Among all the faceted aquamarines, two stand out. A 1298 carats dark blue rectangular step cut aquamarine which is now housed at the Franklin D. Roosevelt Museum in Hyde Park, New York. The other renowned aquamarine is the Dom Pedro. The 10,363 carat stone is the largest faceted aquamarine in the world and is currently at the Smithsonian Institute.
Apart from being the birthstone for March, Aquamarine is also given as a present on the 19th wedding anniversary.
Aquamarine’s Composition, Varieties and Mines
Aquamarine is a variety of blue beryl and has a vitreous luster. It occurs in Granitic rocks. The mesmerizing spectrum of aquamarine comes from its green undertones.
The gem receives its coloring from trace amounts of ferrous iron. It has a bluish green hue and its tones can vary from very light to moderately dark.
Most of the aquamarine today is mined in Brazil, in the state of Minas Gerais. The hubspot of Aqua’s activity is the eastern portion of the state, near the gem center of Teófilo Otoni.
Aquamarine is also found in Karakoram ranges of Pakistan. It is also mined in Kenya, Madagascar, Nigeria, Zambia and Mozambique. In the US Mount Antero area of Colorado and San Diego counties are sources of aquamarine stone. It is also present in small quantities the state of Wyoming.
Aquamarine prices depend on depth and purity of color and clarity. Aquamarines are usually free from inclusions. Aquamarine is graded according to the 4 C’s - cut, color, clarity, and carat - on an AAAA, AAA, AA, and B scale. Since aquamarines are available in large sizes, there’s not much increase in price per carat for large gems.
The color is extremely important in grading Aquamarine, and one should look for stones that have a pure, rich blue color with no visible inclusions.
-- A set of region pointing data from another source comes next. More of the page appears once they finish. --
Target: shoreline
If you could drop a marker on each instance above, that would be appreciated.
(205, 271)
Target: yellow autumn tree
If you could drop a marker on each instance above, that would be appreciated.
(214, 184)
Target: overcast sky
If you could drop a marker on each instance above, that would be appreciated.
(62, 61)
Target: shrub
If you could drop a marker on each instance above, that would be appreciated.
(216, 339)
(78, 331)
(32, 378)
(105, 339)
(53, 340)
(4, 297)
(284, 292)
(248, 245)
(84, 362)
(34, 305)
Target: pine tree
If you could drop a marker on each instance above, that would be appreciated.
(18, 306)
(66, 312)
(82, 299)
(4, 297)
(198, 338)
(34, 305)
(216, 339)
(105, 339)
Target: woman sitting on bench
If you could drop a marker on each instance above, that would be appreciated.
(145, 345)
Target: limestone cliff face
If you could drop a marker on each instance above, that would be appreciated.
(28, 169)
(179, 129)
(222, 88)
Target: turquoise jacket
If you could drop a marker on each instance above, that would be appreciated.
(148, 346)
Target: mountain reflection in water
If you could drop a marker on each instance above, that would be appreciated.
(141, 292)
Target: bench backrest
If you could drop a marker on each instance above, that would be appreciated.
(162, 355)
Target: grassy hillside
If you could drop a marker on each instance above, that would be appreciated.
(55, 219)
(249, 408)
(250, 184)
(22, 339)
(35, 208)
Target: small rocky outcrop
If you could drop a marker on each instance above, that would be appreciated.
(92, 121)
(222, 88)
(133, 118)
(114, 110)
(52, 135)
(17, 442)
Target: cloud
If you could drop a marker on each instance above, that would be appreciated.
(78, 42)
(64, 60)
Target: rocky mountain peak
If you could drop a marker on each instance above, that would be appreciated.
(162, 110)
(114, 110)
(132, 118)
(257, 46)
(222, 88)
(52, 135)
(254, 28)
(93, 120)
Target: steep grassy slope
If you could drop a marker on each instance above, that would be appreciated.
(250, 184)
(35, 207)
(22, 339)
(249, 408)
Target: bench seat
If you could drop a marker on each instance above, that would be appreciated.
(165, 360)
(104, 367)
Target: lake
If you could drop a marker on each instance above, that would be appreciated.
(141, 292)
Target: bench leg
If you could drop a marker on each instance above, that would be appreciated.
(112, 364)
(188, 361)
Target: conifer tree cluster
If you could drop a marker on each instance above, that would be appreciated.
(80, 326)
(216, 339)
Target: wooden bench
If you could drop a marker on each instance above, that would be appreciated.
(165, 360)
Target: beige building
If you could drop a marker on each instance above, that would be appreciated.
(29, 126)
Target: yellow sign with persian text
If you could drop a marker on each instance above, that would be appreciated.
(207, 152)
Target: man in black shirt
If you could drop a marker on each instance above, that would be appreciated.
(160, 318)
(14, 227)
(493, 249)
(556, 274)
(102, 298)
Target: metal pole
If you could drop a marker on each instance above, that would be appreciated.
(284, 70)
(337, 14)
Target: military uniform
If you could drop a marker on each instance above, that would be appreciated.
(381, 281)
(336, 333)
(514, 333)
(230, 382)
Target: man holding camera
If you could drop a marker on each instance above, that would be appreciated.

The most valuable Aquamarine is a dark blue to bluish green in color with moderate intensity.
Round-cut is the most popular shape for this gem. In this cut the natural brilliance and radiance of Aquamarine is highlighted. Step cut is another popular cut for aquamarines.
Aquamarines are easy to polish, and diamond polish is the most common method. A high-quality polish can give light aquamarines great brilliance. While the highest values go to the richer colors, a well-cut light aquamarine can be expensive too.
Synthetic aquamarines are available in the market. This can be usually ascertained through a microscope. However, one should consult a professional gem lab for confirmation.
Things to consider while buying
Most Aquamarine are heat-treated. However, distinguishing this heating process proves impossible. Natural aquamarines have a greenish tint, which disappears after heating to 375° C. Heating Aquamarine does not change its color, but removes impurities thereby reducing the underlying greenish colors leaving behind a much desired pure blue color.
Caring for your Aquamarines
Aquamarines require no special care. It is a hard stone (7.5-8.0 on Mohs scale) and is therefore appropriate for daily use in rings and other jewelry. A soft brush with mild soap is the best option for cleaning Aquamarine. It can be usually cleaned with an ultrasonic cleaner. Steam cleaning is also safe if there are no fractures/inclusions in the stone.